5. On ne saurait oublier qu'il est moins question ici du dualisme anthropologique que d'une antinomie de fond. En fait partie non seulement le corps (comme hyle - matière et forme au sens aristotélicien) mais aussi l'âme, c'est-à-dire l'homme comme "âme vivante" Gn 2,7. Les éléments constitutifs sont par contre: d'une part tout l'homme, l'ensemble de sa subjectivité psychosomatique, en tant qu'il reste sous l'influence de l'esprit vivifiant du Christ; d'autre part le même homme en tant qu'il résiste et s'oppose à cet Esprit. Dans le second cas, l'homme est un corps psychique (ou animal) et ses oeuvres sont oeuvres de la chair. Si, par contre, il reste sous influence de l'Esprit- Saint, l'homme est spirituel (et produit le "fruit de l'Esprit", Ga 5,22.
6. Par conséquent on peut dire qu'en 1Co 15 non seulement nous avons affaire avec l'anthropologie de la résurrection, mais que toute l'anthropologie et l'éthique de saint Paul sont imprégnées du mystère de la résurrection par lequel nous avons définitivement reçu l'Esprit-Saint. 1Co 15 constitue l'interprétation paulinienne de l'autre monde et de l'état de l'homme dans ce monde où chacun, en même temps qu'à la résurrection du corps, participera pleinement au don de l'Esprit vivifiant, c'est-à-dire au fruit de la résurrection du Christ.

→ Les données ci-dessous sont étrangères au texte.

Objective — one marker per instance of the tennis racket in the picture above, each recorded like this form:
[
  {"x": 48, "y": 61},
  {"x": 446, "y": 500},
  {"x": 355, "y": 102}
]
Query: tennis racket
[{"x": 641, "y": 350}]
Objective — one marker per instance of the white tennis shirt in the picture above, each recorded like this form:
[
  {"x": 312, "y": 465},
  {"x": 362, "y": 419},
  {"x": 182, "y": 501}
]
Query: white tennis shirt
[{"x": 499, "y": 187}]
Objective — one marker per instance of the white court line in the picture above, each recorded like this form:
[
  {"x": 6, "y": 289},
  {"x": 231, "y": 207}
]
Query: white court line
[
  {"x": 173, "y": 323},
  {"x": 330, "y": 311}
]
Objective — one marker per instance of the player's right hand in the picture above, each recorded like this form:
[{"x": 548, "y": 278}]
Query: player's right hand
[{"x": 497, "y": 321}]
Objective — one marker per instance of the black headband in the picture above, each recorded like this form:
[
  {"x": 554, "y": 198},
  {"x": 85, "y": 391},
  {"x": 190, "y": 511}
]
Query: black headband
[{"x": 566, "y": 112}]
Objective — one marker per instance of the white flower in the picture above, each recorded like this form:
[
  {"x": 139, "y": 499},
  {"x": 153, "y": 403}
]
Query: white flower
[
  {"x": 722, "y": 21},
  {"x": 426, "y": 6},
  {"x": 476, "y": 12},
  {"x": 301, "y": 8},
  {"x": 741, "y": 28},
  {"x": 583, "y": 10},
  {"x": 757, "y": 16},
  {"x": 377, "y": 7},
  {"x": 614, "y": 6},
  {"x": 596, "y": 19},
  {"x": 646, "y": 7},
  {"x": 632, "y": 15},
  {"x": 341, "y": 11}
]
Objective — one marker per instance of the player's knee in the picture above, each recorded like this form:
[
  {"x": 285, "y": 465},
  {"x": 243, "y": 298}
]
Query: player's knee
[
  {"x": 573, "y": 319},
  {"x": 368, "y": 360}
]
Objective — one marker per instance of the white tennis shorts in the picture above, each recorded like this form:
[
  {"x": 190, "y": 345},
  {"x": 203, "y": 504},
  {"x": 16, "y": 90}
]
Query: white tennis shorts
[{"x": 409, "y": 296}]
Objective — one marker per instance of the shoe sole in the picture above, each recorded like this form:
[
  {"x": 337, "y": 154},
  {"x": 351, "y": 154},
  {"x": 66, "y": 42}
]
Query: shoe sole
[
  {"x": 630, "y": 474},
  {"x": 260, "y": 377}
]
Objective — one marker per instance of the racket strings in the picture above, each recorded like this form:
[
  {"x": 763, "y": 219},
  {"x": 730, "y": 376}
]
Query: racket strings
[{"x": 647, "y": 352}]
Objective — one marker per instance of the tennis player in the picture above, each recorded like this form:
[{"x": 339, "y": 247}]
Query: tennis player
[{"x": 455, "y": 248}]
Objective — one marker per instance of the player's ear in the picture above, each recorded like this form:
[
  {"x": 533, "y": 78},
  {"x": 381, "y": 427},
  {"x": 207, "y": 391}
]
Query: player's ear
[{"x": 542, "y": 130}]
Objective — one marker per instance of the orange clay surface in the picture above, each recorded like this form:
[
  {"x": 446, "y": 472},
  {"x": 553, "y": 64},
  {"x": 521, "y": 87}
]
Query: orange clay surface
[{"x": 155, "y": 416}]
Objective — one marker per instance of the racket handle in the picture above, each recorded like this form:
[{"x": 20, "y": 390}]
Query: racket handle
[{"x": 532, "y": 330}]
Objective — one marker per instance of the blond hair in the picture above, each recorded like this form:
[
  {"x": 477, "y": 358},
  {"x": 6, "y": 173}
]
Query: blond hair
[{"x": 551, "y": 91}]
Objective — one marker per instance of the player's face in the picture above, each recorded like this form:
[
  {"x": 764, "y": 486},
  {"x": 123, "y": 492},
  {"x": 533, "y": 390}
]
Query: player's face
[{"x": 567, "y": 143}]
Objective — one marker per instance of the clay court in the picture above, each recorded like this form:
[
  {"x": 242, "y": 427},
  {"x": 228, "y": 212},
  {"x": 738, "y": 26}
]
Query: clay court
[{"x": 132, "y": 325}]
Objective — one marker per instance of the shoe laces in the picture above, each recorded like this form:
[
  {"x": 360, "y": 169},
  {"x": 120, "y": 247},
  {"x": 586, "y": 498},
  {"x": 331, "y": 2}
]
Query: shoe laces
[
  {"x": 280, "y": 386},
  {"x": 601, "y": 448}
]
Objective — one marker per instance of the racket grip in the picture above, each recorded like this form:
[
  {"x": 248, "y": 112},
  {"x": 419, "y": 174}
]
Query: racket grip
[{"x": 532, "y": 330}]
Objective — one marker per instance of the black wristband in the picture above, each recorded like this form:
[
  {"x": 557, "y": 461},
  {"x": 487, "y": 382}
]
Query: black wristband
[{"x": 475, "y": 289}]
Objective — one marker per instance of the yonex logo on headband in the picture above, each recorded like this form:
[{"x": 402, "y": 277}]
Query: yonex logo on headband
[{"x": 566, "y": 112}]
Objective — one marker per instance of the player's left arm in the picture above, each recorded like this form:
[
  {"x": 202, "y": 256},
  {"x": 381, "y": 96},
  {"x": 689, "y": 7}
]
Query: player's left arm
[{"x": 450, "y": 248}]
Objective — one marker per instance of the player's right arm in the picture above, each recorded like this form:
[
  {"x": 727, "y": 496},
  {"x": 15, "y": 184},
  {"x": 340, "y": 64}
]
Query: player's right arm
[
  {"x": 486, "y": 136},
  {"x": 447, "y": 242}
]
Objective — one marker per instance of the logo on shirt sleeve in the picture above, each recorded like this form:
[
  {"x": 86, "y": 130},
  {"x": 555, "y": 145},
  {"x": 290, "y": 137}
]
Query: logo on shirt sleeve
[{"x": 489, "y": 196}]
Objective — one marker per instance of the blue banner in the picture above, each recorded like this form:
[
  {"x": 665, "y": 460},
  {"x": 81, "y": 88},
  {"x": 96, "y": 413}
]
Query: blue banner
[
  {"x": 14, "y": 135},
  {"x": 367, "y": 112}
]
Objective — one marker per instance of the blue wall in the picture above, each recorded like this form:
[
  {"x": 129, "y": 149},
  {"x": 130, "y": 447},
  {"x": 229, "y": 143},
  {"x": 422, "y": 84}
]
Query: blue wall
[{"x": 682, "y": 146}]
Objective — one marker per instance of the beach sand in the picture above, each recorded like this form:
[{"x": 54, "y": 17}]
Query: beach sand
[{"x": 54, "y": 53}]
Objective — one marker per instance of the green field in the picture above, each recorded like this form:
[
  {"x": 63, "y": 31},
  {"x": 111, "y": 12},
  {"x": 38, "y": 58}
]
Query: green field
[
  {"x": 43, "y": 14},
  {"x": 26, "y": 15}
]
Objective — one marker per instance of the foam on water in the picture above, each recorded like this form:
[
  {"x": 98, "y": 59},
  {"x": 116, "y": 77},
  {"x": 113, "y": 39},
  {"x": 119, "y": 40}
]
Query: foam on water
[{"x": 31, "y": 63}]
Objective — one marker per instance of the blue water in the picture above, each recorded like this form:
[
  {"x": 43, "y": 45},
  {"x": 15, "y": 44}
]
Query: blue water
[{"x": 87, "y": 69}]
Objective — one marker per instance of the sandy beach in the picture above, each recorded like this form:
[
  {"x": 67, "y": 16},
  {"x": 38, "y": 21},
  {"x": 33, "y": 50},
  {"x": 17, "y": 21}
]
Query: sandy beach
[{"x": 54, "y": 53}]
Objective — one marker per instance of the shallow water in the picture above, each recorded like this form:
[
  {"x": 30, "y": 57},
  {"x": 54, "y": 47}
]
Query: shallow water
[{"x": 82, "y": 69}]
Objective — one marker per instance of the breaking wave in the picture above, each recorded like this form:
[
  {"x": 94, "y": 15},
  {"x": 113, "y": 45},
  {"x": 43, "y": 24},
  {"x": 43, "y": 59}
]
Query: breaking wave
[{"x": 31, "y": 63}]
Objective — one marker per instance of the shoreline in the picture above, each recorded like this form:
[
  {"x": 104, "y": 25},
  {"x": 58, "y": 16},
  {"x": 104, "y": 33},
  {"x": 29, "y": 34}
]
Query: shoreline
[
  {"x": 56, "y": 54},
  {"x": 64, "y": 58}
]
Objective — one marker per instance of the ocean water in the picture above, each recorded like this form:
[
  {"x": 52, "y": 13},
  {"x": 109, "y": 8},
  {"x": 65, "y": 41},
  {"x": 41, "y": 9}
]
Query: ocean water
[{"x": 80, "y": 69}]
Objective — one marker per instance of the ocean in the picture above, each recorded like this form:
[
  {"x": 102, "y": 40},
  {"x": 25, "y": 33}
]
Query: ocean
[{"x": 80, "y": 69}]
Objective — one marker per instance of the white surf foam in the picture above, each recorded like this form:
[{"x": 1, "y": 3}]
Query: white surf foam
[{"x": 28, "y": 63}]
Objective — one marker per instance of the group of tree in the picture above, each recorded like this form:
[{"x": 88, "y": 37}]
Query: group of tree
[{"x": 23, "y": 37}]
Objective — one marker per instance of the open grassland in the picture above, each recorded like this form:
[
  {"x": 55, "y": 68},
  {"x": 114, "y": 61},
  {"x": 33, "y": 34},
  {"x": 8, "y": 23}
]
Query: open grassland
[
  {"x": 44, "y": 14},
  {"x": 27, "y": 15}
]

7. Concluant l'analyse de l'anthropologie de la résurrection selon la première épître de saint Paul aux Corinthiens, il nous faut une fois de plus tourner la pensée vers les paroles de Jésus sur la résurrection et sur l'autre monde qui sont rapportées par les Evangélistes Matthieu, Marc et Luc. Rappelons que répondant aux sadducéens, le Christ lie la foi en la résurrection à toute la révélation du Dieu d'Abraham, d'Isaac, de Jacob et de Moïse "qui n'est pas un Dieu des morts, mais des vivants" Mt 22,32. Et, en même temps, repoussant la difficulté avancée par ses interlocuteurs, il prononça ces paroles significatives: "Lorsqu'on ressuscite d'entre les morts, on ne prend ni femme ni mari" Mc 12,25. C'est précisément à ces paroles - dans leur contexte immédiat - que nous avons consacré nos précédentes considérations, passant ensuite à l'analyses de 1Co 9,15. Ces réflexions ont une importance fondamentale pour toute la théologie du corps: pour comprendre tant le mariage que le célibat "pour le Royaume des Cieux". Nos prochaines analyses seront consacrées à ce dernier sujet.